Mr Rollings : That is not what I said. I do think that some of the concerns raised about the transition on insurance arrangements reflect a misunderstanding of how those arrangements actually work, in that in many, many cases people will be able to transfer their existing insurance arrangements across to the new MySuper product offered by the fund.

Mr FLETCHER: Is Treasury prepared to have more detailed discussions with the witnesses who have raised those concerns to be satisfied that they are not material concerns or to identify whether they are material concerns?

Mr Rollings : I have never rejected a request for discussions on any of these issues, so I would be happy to continue to have those discussions.

Mr FLETCHER: But it sounds like a request for further discussions on the second limb would be a futile request.

Mr Rollings : That is a policy matter. Treasury does not make those calls, but the legislation as introduced to the parliament reflects the government's policy position on these issues.

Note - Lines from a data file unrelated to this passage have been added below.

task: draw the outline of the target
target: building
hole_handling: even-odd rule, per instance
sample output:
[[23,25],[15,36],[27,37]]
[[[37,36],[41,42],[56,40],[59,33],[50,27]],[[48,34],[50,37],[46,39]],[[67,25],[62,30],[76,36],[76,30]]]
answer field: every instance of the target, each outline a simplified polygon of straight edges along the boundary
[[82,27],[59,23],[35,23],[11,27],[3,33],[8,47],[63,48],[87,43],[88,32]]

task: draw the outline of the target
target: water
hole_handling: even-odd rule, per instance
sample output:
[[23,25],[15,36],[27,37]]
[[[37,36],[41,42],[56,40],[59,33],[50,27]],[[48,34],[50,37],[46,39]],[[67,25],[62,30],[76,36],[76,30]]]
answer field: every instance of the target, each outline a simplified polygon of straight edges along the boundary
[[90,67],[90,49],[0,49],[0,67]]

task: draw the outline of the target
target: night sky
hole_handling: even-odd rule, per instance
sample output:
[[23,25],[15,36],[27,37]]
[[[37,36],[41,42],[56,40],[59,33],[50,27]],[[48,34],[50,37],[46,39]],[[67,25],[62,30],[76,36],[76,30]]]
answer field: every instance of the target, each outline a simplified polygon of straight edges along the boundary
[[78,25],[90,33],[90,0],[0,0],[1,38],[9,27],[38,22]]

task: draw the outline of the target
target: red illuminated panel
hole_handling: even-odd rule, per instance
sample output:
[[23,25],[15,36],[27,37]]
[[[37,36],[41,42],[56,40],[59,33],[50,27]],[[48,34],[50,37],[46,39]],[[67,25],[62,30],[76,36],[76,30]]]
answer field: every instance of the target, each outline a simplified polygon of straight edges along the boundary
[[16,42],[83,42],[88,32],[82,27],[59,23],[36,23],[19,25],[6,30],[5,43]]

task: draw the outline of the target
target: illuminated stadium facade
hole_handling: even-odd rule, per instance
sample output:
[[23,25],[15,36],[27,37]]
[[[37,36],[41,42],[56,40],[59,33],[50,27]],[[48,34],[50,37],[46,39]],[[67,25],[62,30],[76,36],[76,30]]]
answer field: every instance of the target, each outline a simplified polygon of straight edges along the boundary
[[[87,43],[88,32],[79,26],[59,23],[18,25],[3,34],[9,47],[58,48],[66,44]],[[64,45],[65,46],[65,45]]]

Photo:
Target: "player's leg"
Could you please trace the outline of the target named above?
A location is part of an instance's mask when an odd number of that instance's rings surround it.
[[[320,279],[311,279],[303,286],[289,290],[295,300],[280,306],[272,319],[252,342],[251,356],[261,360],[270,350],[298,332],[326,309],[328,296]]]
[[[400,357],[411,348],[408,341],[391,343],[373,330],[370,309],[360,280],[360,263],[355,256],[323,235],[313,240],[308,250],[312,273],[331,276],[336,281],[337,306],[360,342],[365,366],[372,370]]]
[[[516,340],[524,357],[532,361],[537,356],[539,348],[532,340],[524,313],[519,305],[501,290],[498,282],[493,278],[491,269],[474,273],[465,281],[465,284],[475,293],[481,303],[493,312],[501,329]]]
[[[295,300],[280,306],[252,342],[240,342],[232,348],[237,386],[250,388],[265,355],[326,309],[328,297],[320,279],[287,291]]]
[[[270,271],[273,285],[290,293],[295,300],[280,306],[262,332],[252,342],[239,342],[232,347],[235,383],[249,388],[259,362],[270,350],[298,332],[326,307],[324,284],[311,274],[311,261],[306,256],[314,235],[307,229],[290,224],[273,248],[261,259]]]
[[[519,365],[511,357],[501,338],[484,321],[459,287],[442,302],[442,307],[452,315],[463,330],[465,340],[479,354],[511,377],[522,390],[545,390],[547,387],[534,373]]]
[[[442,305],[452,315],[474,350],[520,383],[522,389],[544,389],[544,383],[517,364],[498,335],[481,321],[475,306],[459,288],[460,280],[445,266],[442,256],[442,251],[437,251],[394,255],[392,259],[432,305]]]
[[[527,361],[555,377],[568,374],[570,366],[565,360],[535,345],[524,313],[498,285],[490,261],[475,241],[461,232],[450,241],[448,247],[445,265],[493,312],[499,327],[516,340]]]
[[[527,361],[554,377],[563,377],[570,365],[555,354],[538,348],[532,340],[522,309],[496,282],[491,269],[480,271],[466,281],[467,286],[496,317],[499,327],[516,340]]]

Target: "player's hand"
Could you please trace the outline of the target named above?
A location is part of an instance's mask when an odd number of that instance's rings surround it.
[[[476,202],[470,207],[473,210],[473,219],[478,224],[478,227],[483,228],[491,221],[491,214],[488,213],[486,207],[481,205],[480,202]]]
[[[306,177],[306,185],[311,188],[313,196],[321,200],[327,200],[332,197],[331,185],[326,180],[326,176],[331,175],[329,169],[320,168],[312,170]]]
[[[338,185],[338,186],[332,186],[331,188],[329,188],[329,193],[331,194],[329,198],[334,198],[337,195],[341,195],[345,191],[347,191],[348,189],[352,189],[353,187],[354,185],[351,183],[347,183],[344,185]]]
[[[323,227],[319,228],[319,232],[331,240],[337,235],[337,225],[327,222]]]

CHAIR: Mr Rollings, we have had a degree of commentary about the level of engagement with the government which ranges from, 'We have not been consulted adequately,' to, 'We are exhausted and overwhelmed by too much ongoing consultation.' Hopefully, today has provided another important opportunity for important consultation as we do move forward with the MySuper legislation. I want to thank you for your appearance before the committee this afternoon.